Kerberoasting targets service accounts. An attacker with any domain account can request a service ticket for any service in the domain. The ticket is encrypted with the service account's password hash. The attacker takes it offline and tries to crack the hash. Service accounts with weak passwords are highly vulnerable. The fix is to use Managed Service Accounts, which have automatically rotated, 120-character passwords that make cracking infeasible.

AS-REP Roasting targets user accounts where pre-authentication has been disabled. Pre-authentication is the step where your client proves it knows the password before the KDC sends back a ticket. Without it, an attacker can request a ticket for any account and attempt to crack it offline. Make sure pre-authentication is enabled on all accounts.

Pass-the-Ticket is when an attacker extracts a ticket from a compromised machine's memory and uses it to authenticate to other services. The ticket is valid until it expires. This is why endpoint security, short ticket lifetimes, and Credential Guard on Windows matter.

What You Should Remember

Kerberos is elegant in its domain: a closed, trusted corporate network where the KDC is always reachable. In that environment it gives you seamless, passwordless single sign-on that is genuinely difficult to beat. Your password touches the network exactly once, tickets are time-limited, and mutual authentication protects against impersonation.

Outside that environment — on the internet, in mobile apps, across organisational boundaries, in cloud-native systems — Kerberos is the wrong tool. OIDC handles those cases in modern systems.

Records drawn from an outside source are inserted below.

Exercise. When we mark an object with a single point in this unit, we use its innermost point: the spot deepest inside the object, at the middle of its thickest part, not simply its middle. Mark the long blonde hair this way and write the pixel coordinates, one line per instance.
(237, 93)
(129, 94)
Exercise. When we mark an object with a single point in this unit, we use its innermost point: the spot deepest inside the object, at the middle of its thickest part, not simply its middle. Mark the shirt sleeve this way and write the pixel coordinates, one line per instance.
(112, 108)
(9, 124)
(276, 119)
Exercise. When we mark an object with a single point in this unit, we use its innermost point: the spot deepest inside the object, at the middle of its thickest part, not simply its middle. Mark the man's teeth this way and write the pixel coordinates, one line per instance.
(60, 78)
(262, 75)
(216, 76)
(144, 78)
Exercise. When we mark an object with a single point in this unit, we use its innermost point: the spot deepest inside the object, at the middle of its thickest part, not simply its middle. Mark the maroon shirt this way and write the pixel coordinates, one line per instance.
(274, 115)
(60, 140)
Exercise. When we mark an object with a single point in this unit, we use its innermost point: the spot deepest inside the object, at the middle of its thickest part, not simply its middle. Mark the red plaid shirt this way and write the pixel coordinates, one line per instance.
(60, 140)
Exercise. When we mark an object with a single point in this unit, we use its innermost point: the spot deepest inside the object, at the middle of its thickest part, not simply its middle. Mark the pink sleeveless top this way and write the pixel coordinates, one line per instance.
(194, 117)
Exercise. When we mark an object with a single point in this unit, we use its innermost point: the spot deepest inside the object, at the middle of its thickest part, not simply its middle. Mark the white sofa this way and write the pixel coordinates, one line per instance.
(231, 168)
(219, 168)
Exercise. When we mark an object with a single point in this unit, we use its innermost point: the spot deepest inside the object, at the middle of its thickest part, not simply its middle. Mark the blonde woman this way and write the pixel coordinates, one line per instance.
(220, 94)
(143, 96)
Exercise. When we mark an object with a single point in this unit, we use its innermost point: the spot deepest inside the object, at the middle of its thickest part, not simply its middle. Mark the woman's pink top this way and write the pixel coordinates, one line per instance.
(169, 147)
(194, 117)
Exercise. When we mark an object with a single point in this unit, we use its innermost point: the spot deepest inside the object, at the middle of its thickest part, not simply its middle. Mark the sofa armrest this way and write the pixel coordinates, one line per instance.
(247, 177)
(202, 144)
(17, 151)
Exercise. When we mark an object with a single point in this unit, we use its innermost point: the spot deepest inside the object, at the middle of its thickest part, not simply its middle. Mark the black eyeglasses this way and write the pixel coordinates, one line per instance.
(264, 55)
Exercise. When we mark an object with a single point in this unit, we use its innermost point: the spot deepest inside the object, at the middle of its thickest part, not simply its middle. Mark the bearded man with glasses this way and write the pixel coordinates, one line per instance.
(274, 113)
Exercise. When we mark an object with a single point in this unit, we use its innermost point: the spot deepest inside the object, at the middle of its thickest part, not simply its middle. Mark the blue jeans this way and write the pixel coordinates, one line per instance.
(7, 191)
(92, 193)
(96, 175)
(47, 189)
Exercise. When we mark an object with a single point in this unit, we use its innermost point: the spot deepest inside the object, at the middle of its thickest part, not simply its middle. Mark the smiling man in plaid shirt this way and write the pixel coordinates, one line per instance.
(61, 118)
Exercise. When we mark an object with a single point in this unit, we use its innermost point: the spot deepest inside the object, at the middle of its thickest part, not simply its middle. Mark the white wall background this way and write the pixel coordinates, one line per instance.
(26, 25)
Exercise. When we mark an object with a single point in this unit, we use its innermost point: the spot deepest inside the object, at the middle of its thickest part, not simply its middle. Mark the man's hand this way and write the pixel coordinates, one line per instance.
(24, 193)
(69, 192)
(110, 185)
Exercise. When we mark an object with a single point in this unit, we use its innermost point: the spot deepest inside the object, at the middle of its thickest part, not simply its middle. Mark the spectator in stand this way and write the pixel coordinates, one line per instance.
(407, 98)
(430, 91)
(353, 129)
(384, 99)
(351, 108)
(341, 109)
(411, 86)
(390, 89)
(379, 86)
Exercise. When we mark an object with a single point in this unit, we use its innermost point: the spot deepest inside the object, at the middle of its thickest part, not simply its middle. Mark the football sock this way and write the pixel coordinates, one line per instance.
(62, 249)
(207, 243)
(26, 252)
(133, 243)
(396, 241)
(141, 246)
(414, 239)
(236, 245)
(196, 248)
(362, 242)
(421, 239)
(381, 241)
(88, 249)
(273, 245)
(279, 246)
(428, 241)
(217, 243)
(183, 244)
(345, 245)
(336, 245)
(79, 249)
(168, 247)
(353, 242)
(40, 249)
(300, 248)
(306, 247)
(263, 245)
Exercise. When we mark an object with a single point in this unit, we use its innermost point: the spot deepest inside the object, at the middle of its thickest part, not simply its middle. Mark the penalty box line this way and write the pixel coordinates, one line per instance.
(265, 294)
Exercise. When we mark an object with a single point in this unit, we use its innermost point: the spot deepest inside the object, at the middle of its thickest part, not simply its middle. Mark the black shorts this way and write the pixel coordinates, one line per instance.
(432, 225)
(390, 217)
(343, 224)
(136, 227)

SAML handles enterprise federation, particularly with legacy tools.

As a developer, the practical takeaway is simple: if you are building internal tools for a Windows domain environment, lean on Integrated Windows Authentication and let Kerberos do the work invisibly. If you are building anything that faces the internet or integrates with cloud services, use OIDC. If an enterprise customer requires SSO integration with their existing infrastructure, be prepared to support SAML.

You will likely work with all three at some point. Now you know what each one is actually doing.